In response to When the Student Worships the Teacher I was asked how a teacher might tell if a student’s worship is standing in the way of their learning. The implication is that we as teachers examine the student to see whether the student’s learning is blocked by worship and if so we do something about it.
This is perfectly sensible from the point of view where the student is learning, as though traveling from one point to another, and the teacher is already at the destination. That is, teacher as source of knowledge and student as receiver. But a teacher of depth and excellence is themselves traveling and learning. Moving.
We teach through who we are, so we are the first place to look for the answer to this question, not the student. This may seem counter intuitive. After all, the student is the one doing the worship. How is this question answered by looking at the teacher?
At the moment when student worship touches us, catches us, affects us, who are we? Is the student’s worship a barrier to their learning at that very moment? Well, at that moment, what are we teaching?
I have said: listen to the student and they will tell us what we need to know to teach them. That is, if we can hear them. If the voices of our past, our teachers, our own beliefs and fears all drown out the student’s voice, what are we hearing?
To discover whether worship or adoration is a barrier, look and listen, first to the parts inside ourselves where this tangles emotion, provokes insecurity, touches ego, pulls us off balance.
This is the territory to explore. To explore, not to conquer.
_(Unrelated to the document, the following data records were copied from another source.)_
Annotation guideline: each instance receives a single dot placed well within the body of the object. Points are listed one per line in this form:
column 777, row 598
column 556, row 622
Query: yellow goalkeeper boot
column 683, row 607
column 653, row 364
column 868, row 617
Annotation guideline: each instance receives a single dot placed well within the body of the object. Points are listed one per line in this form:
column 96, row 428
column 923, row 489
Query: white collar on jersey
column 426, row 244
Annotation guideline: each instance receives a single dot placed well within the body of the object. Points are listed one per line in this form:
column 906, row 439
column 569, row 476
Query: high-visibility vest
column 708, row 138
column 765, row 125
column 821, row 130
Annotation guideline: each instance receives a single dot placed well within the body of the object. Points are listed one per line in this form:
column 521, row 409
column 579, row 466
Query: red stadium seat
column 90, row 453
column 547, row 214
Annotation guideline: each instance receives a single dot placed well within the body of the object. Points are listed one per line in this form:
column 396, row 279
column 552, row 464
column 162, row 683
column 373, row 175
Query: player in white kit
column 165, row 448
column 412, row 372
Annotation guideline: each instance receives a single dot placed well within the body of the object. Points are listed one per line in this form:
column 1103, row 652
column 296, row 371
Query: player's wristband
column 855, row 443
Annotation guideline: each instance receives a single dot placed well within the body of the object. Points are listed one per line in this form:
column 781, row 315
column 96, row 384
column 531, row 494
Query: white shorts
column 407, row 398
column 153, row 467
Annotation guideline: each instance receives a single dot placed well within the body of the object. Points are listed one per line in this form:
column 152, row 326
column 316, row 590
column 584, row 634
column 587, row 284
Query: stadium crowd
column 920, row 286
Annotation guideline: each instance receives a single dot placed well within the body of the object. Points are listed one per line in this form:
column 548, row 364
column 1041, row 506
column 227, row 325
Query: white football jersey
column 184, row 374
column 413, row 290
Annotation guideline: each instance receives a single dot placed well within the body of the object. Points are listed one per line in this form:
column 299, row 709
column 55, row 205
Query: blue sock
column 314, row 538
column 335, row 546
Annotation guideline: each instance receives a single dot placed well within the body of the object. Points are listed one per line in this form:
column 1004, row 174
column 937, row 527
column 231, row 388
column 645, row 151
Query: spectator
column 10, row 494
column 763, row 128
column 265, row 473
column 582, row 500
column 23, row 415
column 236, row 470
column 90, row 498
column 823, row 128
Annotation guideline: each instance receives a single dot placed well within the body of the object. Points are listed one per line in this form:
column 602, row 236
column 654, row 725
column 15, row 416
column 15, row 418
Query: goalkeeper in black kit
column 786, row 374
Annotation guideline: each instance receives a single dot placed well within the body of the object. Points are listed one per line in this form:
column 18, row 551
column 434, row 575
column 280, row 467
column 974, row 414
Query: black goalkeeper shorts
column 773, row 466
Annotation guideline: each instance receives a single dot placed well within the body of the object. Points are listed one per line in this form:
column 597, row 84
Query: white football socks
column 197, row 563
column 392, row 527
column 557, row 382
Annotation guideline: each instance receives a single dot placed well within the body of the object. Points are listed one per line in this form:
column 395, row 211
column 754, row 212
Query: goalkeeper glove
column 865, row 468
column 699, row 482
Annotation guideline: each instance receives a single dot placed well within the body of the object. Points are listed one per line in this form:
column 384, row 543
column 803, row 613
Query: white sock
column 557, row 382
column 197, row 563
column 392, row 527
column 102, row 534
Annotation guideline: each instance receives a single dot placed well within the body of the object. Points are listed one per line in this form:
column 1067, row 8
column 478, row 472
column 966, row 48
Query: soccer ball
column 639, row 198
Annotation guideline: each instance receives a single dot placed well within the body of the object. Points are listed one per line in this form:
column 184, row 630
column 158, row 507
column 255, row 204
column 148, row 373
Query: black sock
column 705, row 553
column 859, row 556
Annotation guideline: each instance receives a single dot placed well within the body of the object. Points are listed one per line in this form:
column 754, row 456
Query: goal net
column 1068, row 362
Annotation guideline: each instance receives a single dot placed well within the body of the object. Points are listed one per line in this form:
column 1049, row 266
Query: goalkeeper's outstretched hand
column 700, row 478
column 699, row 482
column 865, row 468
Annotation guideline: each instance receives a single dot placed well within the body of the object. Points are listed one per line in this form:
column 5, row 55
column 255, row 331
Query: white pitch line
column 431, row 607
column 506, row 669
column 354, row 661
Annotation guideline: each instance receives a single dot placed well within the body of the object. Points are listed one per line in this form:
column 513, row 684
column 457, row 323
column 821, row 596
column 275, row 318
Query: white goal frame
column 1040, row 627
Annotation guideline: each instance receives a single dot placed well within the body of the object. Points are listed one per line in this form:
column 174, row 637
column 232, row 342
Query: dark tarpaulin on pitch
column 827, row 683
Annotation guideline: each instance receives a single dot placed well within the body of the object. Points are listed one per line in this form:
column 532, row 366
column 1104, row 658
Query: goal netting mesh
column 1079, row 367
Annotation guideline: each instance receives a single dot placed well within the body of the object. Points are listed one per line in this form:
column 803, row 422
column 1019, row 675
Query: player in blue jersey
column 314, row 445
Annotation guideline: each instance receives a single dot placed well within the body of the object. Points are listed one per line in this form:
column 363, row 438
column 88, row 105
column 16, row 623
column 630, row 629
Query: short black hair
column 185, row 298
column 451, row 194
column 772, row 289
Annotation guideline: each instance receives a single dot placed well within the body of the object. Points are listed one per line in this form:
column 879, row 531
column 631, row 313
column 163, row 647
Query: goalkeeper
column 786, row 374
If we treat this as a challenge to overcome, we will look with an eye to make changes and not see it clearly. To look without intending to alter is the only way to see a thing for what it is. This territory – these parts of ourselves – can confuse us, but can also be part of our teaching. How do we know what is what if we do not look first?
And so, to the question of how a particular student’s worship affects their learning, first ask: how does it affect the teacher? How does it affect the teacher’s hearing? Then we listen to the student for guidance.
My offered practice: recall a moment of student worship or adoration, or an echo of this, such as a compliment that took you by surprise. Imagine explaining, as if to a colleague, how this particular student’s action proves you are capable of teaching well, or how it counters some critique you have been given. This imagined conversation is a door to the territory of how student worship affects you, a necessary step in answering this question about the student’s learning.
What I’m hearing is that if I am in reaction to my student’s adoration, their learning is impacted to the degree that it affects my ability to listen well or respond appropriately for the moment. This makes sense to me.